10:15 AM - 10:30 AM
[SIT26-06] Impact of subduction of H2O on intermediate depth seismicity, slow slip, and mantle wedge hydrology.
Keywords:subduction zones, intermediate-depth seismicity, two-phase flow
Intermediate-depth seismicity in a number of well-studied subduction zones appears to be related to the dehydration of blueschist-facies rock in cold subduction zones and that of antigorite in warm subduction zones. In the case of the cold Alaska subduction zone seismicity appears to be limited to the predicted dehydration boundary, but seismicity is wide spread and occurs more shallowly in Tohoku and Hokkaido, suggestion rehydration embrittlement is favored over dehydration embrittlement.
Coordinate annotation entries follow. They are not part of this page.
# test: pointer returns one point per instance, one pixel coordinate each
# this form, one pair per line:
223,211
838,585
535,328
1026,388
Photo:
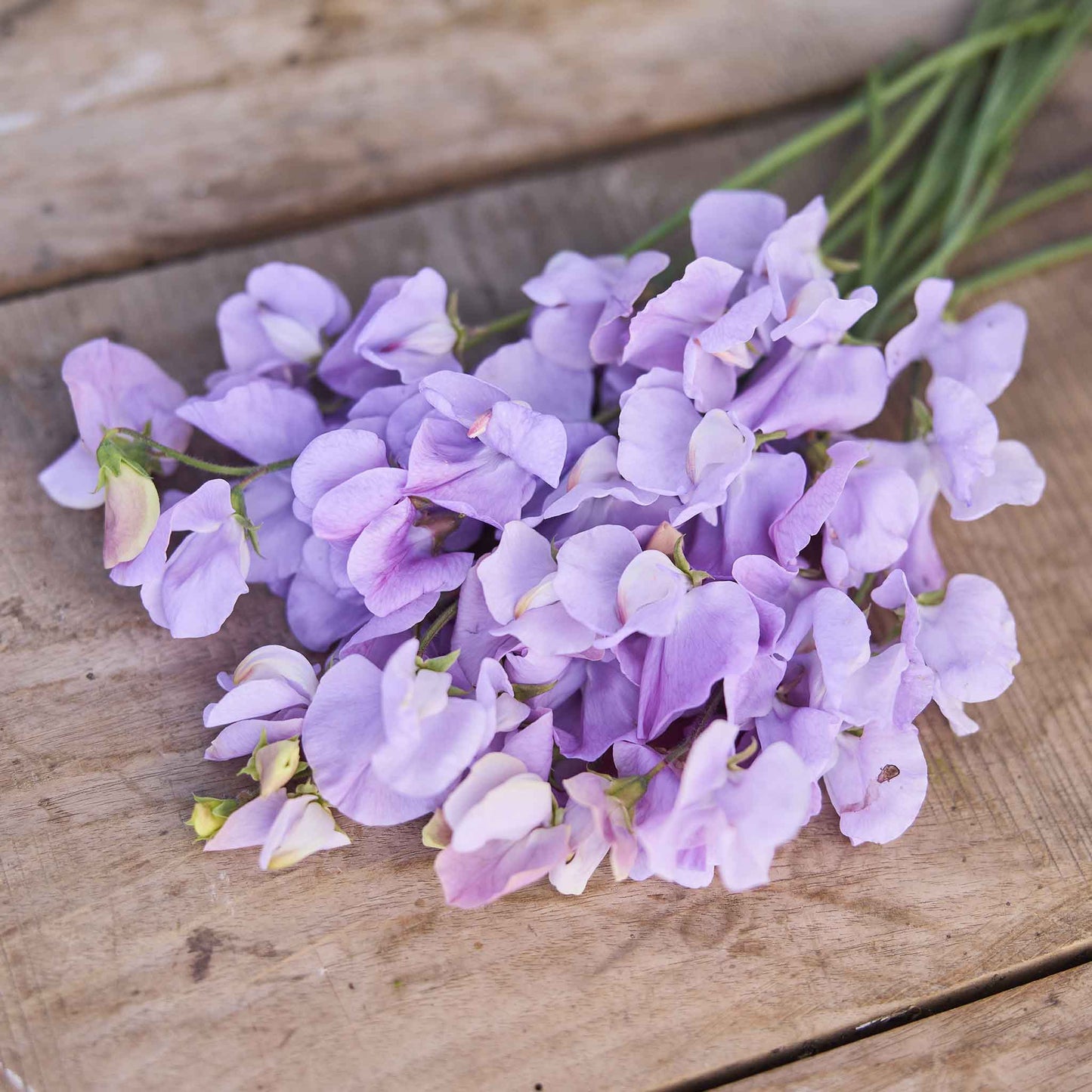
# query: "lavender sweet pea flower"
729,820
818,316
699,635
287,829
481,453
390,547
387,746
970,641
869,527
792,531
112,387
599,824
763,491
603,712
713,358
878,783
280,323
594,485
667,447
497,832
262,421
193,592
732,225
411,333
660,334
976,472
269,691
983,353
518,582
388,342
790,257
524,373
584,305
830,388
320,604
394,414
920,562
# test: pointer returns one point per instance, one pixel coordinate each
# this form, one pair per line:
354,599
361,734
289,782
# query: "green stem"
937,262
478,334
954,57
915,122
253,471
438,623
1035,262
1031,203
875,208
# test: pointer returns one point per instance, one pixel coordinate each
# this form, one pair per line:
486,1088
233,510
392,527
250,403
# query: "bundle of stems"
940,135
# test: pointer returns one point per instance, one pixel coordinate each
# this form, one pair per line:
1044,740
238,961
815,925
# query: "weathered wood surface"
131,131
131,960
1032,1038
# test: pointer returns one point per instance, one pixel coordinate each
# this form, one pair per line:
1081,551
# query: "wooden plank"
134,131
1032,1038
131,960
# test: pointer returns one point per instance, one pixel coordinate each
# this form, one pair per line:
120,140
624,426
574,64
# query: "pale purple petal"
262,421
878,784
522,373
732,225
73,478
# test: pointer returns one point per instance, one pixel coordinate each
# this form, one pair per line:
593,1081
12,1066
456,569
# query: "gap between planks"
988,985
785,119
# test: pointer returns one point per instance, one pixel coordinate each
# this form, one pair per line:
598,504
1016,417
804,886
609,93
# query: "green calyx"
697,576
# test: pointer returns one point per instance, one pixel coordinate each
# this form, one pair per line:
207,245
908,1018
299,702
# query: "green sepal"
932,599
209,815
697,576
922,416
438,663
524,691
840,264
240,505
250,770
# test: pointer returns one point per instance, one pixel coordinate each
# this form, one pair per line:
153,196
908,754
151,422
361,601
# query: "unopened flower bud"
437,834
209,815
275,765
132,506
665,539
304,826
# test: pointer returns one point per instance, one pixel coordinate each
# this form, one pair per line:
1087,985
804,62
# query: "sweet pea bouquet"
633,586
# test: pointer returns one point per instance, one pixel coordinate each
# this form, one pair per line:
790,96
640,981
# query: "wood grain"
131,960
1032,1038
134,131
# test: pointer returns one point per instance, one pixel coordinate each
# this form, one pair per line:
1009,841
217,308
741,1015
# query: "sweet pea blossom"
584,305
481,452
287,829
402,333
112,387
969,640
630,589
265,696
497,832
667,447
385,745
281,322
725,819
697,635
600,824
983,353
193,592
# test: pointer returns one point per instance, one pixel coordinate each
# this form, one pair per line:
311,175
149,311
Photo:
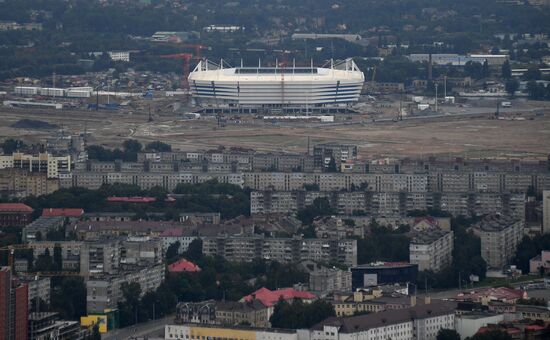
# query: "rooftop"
63,212
183,265
492,223
355,324
15,207
271,297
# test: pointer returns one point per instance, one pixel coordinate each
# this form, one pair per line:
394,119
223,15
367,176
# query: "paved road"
151,329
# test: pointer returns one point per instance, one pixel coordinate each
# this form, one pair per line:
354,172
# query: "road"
150,329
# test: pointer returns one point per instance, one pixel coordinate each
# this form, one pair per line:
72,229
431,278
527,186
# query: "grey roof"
354,324
496,223
428,236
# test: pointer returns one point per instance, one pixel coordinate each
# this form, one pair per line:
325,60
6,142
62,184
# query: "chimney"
427,300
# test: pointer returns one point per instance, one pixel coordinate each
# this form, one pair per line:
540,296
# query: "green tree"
447,334
69,297
298,315
320,207
173,251
194,251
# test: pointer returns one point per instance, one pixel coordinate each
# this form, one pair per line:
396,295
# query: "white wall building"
468,324
432,249
340,83
420,322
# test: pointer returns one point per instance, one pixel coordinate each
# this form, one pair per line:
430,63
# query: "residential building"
296,249
431,249
226,313
500,236
270,297
323,281
105,292
421,322
39,290
42,163
540,263
469,324
14,307
546,211
372,301
183,265
19,183
341,153
71,213
15,215
39,228
379,273
47,325
173,332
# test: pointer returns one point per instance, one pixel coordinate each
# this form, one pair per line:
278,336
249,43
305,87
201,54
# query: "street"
150,329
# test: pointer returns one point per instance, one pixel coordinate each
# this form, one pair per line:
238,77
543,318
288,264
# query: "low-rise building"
500,236
540,263
431,249
15,215
323,281
105,292
226,313
419,322
469,324
174,332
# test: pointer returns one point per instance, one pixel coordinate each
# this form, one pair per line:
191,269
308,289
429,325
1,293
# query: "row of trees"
211,196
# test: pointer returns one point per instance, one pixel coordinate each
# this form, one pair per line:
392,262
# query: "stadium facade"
338,84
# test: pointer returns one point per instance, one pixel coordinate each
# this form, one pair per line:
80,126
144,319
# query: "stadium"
288,88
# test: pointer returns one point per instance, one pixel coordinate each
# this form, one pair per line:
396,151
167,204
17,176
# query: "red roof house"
15,214
270,297
63,212
183,266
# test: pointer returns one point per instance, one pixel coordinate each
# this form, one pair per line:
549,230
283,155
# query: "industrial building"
277,86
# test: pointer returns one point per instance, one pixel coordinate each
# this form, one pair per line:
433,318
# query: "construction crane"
187,57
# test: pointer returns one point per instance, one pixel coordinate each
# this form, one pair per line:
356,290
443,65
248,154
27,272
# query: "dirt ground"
472,136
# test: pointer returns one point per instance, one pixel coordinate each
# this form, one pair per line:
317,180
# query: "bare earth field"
473,136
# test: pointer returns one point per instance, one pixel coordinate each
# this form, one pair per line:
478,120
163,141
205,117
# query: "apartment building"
546,211
324,280
226,313
341,153
18,183
500,236
431,249
389,203
419,322
43,163
15,214
173,332
145,180
105,292
245,249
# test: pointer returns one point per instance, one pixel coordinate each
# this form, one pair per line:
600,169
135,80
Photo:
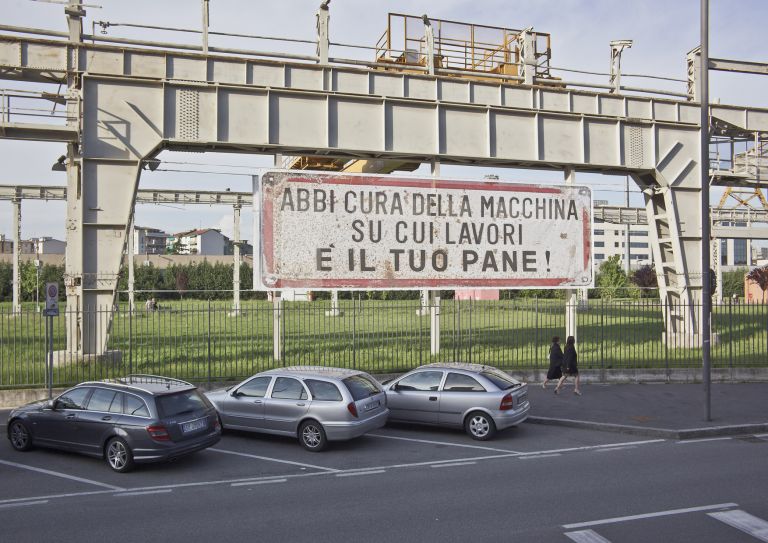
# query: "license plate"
191,426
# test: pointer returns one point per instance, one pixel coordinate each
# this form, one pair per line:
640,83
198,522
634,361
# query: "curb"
690,433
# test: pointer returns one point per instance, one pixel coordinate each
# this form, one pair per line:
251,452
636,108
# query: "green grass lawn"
198,340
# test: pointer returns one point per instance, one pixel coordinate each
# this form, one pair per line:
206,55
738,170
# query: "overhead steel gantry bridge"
128,100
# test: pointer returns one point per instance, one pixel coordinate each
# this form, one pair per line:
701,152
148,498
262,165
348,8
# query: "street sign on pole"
328,231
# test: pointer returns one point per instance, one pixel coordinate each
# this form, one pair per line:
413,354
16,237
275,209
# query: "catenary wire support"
323,38
617,46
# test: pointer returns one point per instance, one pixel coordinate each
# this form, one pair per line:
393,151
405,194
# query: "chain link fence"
205,341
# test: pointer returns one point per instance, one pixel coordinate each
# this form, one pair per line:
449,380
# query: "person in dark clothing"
570,366
555,371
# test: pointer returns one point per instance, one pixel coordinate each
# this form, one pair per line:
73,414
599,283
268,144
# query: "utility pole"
706,298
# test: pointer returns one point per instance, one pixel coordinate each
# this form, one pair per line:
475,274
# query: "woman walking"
570,366
555,371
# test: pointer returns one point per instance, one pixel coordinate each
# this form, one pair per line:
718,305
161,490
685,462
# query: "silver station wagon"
481,399
314,403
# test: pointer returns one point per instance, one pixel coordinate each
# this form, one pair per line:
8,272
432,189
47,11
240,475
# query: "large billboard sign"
342,231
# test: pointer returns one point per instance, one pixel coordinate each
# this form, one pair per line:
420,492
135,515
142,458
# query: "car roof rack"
147,379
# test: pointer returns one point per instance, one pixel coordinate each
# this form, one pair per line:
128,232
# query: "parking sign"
51,299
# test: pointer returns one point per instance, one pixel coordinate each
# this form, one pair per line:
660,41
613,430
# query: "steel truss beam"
131,103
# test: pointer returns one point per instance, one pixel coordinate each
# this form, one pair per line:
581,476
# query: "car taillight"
158,432
506,402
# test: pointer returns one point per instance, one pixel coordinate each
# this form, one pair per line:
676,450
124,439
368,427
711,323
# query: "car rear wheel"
21,439
312,436
119,456
480,426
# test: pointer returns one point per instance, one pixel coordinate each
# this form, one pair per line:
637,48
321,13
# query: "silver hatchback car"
314,403
481,399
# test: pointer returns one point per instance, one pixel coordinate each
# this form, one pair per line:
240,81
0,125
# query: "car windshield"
361,387
181,403
501,380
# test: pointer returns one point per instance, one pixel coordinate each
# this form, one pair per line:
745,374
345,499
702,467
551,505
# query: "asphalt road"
532,483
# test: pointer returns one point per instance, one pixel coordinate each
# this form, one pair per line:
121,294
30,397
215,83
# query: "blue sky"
663,31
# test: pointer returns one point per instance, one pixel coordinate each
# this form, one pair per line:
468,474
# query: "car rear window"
501,380
361,387
181,403
323,390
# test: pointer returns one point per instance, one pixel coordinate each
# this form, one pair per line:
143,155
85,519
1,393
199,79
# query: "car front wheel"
480,426
21,439
119,456
312,436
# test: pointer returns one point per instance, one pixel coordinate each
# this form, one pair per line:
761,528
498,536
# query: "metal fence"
206,342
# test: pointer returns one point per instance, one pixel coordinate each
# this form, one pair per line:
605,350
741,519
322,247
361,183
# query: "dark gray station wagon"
136,419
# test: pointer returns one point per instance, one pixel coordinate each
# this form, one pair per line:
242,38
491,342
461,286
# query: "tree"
612,281
760,276
646,280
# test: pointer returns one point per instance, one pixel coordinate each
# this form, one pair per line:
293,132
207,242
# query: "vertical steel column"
706,300
206,20
16,255
571,299
131,275
236,269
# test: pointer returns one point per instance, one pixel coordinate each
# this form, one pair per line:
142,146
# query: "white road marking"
22,504
62,475
592,447
586,536
430,442
616,449
650,515
452,464
246,455
265,482
703,440
143,492
356,473
741,520
533,457
57,496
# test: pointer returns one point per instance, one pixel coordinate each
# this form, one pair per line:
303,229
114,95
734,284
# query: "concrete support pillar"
434,325
16,307
236,268
323,32
130,252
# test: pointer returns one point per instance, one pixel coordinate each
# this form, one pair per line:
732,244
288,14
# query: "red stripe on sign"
420,283
267,211
420,183
587,234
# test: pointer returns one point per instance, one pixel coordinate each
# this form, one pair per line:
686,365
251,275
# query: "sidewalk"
671,411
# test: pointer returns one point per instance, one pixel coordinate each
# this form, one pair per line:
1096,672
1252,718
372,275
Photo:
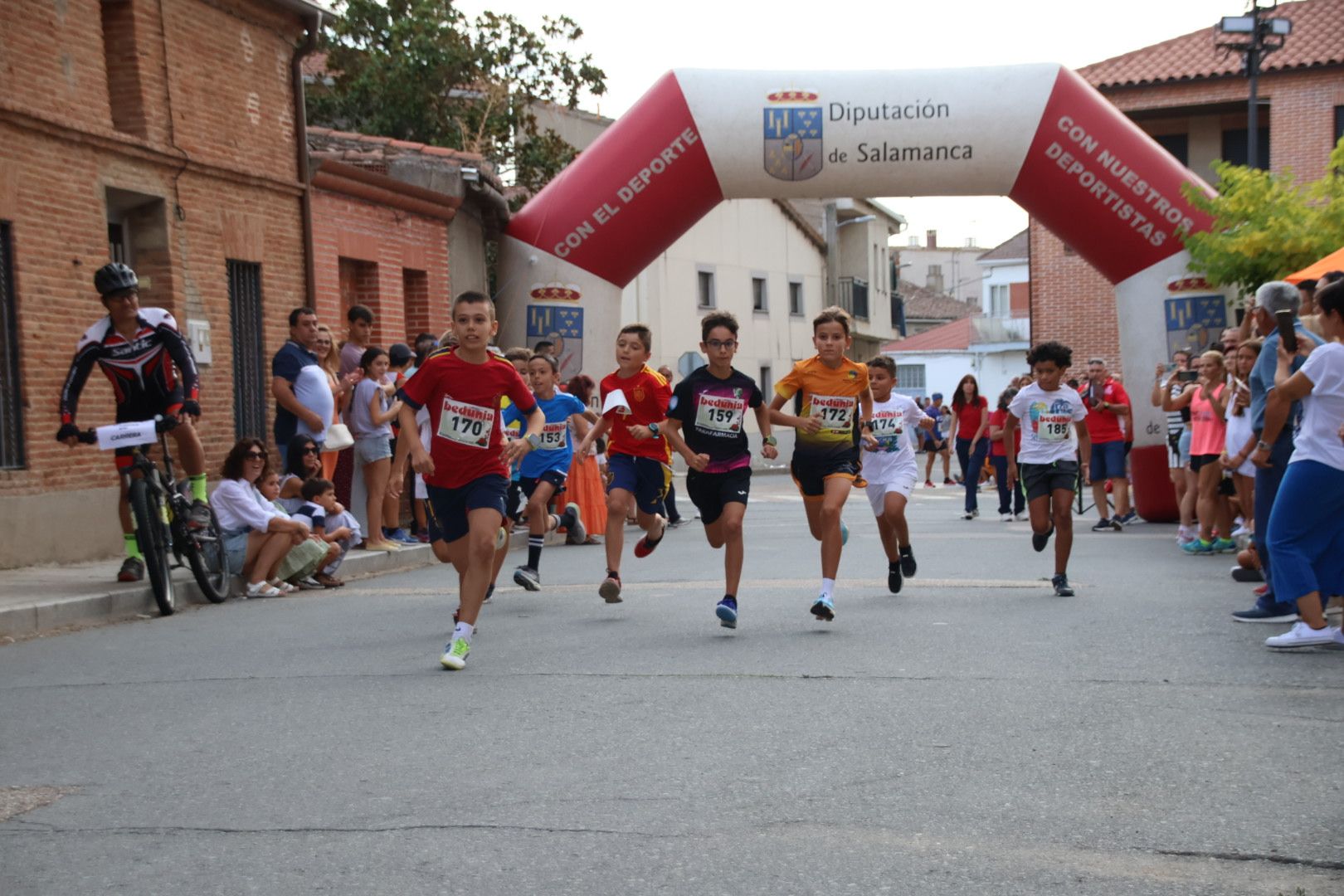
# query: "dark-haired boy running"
1049,461
711,406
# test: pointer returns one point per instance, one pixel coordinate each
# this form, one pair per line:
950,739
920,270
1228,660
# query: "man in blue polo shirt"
1270,299
304,401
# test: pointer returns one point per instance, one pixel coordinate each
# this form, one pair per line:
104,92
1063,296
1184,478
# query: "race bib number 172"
468,425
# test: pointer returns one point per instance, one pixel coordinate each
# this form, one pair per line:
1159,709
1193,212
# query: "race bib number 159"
468,425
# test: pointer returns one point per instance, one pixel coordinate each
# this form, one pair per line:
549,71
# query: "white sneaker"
1304,635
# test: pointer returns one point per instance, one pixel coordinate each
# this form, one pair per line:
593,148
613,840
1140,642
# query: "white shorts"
902,481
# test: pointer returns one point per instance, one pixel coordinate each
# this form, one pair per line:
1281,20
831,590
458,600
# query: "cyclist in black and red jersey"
139,349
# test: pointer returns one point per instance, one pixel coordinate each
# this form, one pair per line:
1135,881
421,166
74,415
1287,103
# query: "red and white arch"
1038,134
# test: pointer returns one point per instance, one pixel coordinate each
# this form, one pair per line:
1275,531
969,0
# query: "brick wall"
1071,303
206,199
368,254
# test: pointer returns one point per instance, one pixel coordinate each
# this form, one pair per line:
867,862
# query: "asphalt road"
972,735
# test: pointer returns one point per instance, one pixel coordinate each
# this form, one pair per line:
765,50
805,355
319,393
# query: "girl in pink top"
1207,402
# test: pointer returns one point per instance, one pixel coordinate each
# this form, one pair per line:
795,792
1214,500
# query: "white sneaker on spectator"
1304,635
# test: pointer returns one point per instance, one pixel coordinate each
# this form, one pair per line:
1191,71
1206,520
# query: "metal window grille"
245,319
11,402
910,377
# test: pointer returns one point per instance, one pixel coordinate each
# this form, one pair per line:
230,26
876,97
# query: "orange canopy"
1335,261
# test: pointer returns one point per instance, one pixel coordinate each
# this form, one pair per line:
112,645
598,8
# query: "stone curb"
43,617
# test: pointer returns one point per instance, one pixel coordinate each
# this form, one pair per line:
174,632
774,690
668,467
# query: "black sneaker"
728,611
908,563
132,570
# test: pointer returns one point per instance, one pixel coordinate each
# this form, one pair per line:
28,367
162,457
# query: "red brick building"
163,134
397,227
1191,97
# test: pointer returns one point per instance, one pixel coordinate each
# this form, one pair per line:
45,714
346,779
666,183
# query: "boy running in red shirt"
825,457
466,466
635,405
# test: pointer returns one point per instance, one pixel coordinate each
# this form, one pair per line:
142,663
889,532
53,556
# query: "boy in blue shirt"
543,470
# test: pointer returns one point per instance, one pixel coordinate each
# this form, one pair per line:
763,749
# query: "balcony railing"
854,297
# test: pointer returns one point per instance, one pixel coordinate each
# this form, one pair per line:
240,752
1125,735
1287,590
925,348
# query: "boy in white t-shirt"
1049,458
890,468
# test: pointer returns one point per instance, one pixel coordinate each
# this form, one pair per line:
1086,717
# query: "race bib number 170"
468,425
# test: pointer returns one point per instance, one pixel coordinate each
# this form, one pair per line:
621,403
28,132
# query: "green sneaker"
455,655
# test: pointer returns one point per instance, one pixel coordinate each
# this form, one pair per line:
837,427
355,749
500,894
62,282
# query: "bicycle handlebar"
162,425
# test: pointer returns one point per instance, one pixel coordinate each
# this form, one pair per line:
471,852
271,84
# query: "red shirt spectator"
1103,398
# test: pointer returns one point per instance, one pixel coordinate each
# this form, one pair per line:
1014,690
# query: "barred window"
245,317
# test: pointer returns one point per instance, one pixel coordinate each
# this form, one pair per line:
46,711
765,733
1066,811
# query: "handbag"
338,438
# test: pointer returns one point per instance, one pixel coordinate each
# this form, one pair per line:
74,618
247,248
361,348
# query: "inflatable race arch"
1040,134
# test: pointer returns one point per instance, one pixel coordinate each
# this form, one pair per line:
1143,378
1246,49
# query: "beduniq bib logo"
791,134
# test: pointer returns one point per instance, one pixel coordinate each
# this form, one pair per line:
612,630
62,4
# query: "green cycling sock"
197,486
Two-phase flow models confirm that fluids tend to at least partly flow back up the slab supporting such mechanism for intermediate-depth seismicity. Focusing of flow in the lowermost mantle wedge in subduction zones with concave geometry may be responsible for the patches of high rates of slow slip events observed in Cascadia and Nankai.
Fluids originating from the slab below arc depth are also expected to cause serpentinization of the cold fore-arc corner in the mantle wedge, although the most effect serpentinization is observed in warm subduction zones where dehydration below the fore-arc also contributes free fluids.